The tree metaphor carries into the guestrooms, with dark corridors (symbolizing the trunk of the tree) that transition to light and bright rooms, which are framed by the scalloped windows. “Your eye is drawn to these great views and shapes,” she says. Guestroom carpets, made from compostable recycled material, also nod to the forest floor, while artwork includes pressed flowers in glass frames that create shadows from the windows.
Crowning the hotel is Stellar Jay. Here, guests feel as if they’re nestled under a forest canopy thanks to saturated green and blue hues in the main dining area and a lush mural that crawls along the walls in the private dining room.

A mural depicting tree branches in Stellar Grove, the private dining room in Stellar Jay, adds to the forest-like feel of the hotel
Buerge knew for a truly sustainable hotel, operations had to be as important as the design, implementing a landfill diversion program that converts food waste into compost that is then returned to local farms. (Thus far, Populus has diverted 14 tons of food waste from landfills.)

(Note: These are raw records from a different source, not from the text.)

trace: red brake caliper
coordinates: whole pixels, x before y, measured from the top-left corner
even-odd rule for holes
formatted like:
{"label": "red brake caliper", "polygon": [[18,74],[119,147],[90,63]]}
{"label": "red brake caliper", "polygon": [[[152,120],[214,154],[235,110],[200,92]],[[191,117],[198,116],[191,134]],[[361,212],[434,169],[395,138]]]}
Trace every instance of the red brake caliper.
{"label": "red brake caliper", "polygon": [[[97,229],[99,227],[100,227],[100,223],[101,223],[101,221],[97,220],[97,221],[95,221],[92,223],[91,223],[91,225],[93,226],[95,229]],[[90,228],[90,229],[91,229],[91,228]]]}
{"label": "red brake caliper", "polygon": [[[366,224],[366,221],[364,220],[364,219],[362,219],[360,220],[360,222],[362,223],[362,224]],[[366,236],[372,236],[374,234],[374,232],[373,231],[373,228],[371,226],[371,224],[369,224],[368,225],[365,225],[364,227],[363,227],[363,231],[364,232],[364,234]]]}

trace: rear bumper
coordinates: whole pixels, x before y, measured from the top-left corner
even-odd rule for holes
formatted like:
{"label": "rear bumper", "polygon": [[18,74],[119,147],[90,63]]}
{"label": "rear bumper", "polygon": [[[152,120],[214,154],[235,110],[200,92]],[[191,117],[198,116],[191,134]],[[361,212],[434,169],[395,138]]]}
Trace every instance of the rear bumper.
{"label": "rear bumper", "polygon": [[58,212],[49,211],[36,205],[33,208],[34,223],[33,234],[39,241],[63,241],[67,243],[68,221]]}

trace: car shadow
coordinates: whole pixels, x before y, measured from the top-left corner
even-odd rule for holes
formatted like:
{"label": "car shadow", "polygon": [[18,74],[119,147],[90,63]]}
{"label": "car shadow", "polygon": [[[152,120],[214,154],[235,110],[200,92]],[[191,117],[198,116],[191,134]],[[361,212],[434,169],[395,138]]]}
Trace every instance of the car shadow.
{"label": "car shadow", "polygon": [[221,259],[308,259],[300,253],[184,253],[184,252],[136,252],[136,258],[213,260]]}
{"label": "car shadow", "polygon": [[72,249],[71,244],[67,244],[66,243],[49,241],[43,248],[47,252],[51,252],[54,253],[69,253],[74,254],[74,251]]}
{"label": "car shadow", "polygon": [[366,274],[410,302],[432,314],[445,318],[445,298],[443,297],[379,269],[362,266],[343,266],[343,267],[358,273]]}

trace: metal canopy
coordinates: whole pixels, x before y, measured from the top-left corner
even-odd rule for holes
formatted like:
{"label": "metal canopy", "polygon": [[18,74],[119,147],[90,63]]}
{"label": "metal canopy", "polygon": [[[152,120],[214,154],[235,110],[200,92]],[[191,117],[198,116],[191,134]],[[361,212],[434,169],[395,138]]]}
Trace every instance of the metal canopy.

Further, the hotel is investing in regenerative farming practices as well as tree planting and reforestation efforts in partnership with the U.S. Forest Service and other agencies. Most notably, the hotel teamed up with the National Forest Foundation on its One Night, One Tree program, which plants a tree for every night’s stay, contributing over 20,000 new trees in 2024, with the goal of planting more than 55,000 trees in 2025.
“Because we’ve done everything with purpose, guests will feel good just by virtue of staying here,” explains Aparium Hotel Group CEO and founder Mario Tricocci. The goal, he points out, is for guests to leave feeling inspired, curious, and motivated.
“Our greatest impact with Populus is not going to be through the building itself,” adds Buerge, “but in how we influence and encourage the industry to think differently and to change.”
This article will appear in HD’s April 2025 issue.